Uma das definições de clichê dicionarizadas em língua portuguesa diz que se trata de uma ideia já batida ou repetida à exaustão, ou seja, por algum motivo, aquela ideia se tornou um lugar comum, por ser sinônimo de qualidade ou não. É difícil falar no som de Josh Tillman, ou melhor, Father John Misty, como decidiu rebatizar sua carreira solo há alguns anos, sem evocar a palavra clichê.
A sensação é que já ouvimos todas aquelas músicas, sejam as faixas do celebrado Pure Comedy ou do recém-lançado God’s Favorite Customer. Mas isso não é nenhum demérito, pelo contrário. Mais uma vez, Tillman conseguiu atingir um resultado polido e tão bem arquitetado que é difícil escapar.
Desde a primeira faixa, é fácil se deixar levar pelas músicas, que vão se sucedendo num crescendo de qualidade – apesar de a faixa de abertura ser um destaque à parte – até as partes mais melancólicas do disco, onde o flerte do cantor com o folk e o country ficam mais evidentes e as faixas ainda melhores, como é o caso de “Please don’t die”, em que a voz cristalina de Tillman faz que a indiferença seja quase impossível.
Mais uma vez, Tillman conseguiu atingir um resultado polido e tão bem arquitetado que é difícil escapar.
É complicado analisar culturalmente o fenômeno Father John Misty se olharmos unicamente seu tipo de música, pois ele consegue se destacar numa seara alternativa em que muitos músicos parecem apenas fazer pastiches de si mesmo. Nesse novo álbum, Tillman consegue provar que, claro, para além de uma figura absolutamente autocentrada, há uma sensibilidade sutil e uma delicadeza que pareciam estar camufladas debaixo de um manto de ironia.
God’s Favorite Customer é tão repleto de boas harmonias e consegue construir uma atmosfera de tamanha delicadeza, isso sim uma novidade na obra de Tillman, que é quase possível esquecer o enorme ego que se esconde debaixo da barba e do visual que acabou se convertendo na tônica do momento.

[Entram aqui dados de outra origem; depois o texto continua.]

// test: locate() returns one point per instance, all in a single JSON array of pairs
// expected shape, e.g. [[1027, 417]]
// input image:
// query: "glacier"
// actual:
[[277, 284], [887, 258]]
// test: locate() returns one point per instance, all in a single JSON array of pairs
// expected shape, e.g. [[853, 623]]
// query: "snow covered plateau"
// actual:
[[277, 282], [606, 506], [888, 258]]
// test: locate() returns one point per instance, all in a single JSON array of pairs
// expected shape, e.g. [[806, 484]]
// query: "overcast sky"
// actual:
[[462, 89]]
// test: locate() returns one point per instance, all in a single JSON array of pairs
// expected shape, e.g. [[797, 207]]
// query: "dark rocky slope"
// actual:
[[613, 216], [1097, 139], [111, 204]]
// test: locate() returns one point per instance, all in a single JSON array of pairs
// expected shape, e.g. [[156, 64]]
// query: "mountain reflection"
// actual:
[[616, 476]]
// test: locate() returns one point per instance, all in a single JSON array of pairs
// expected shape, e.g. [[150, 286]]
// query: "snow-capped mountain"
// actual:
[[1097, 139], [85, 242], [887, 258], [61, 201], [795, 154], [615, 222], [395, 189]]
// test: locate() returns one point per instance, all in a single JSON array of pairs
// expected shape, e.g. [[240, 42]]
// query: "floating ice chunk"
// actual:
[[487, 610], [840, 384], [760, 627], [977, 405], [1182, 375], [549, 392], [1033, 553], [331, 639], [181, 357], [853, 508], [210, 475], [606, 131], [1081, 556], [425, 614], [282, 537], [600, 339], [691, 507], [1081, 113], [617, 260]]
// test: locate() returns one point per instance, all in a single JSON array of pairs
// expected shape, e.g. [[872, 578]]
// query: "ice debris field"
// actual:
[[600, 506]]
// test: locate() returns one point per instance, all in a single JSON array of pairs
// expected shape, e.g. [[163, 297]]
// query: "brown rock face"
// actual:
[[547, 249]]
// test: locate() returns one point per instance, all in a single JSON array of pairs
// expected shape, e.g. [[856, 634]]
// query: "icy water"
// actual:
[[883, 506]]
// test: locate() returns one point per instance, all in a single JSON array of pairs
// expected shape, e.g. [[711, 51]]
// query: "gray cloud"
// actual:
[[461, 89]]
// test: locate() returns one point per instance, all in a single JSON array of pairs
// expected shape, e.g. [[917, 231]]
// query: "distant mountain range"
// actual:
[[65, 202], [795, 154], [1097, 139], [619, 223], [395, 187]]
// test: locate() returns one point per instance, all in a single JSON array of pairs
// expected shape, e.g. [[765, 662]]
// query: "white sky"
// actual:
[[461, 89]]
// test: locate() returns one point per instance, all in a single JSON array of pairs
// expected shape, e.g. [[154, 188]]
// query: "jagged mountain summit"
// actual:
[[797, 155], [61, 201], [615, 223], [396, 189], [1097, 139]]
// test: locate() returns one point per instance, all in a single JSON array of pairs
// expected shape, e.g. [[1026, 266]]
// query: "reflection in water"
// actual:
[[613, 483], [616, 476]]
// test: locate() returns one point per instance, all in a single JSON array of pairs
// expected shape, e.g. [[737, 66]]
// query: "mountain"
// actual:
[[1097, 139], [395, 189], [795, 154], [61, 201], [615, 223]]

As letras, sempre interessantes, soam como se, então, o eu-lírico de Tillman finalmente caminhasse numa direção distinta, mais aberta e emocionalmente mais vulnerável, o que confere uma certa doçura melancólica a certas faixas, em especial a que dá nome ao álbum. God’s Favorite Customer é, sem ser absolutamente genial e original, uma experiência auditiva agradável, que a voz certeira faz com que seja ainda melhor.
Se o clichê vira clichê porque não deixa de ser uma coisa boa, então o som de Tillman enquanto Father John Misty é um clichê, mas certamente um dos melhores que nossa época produziu.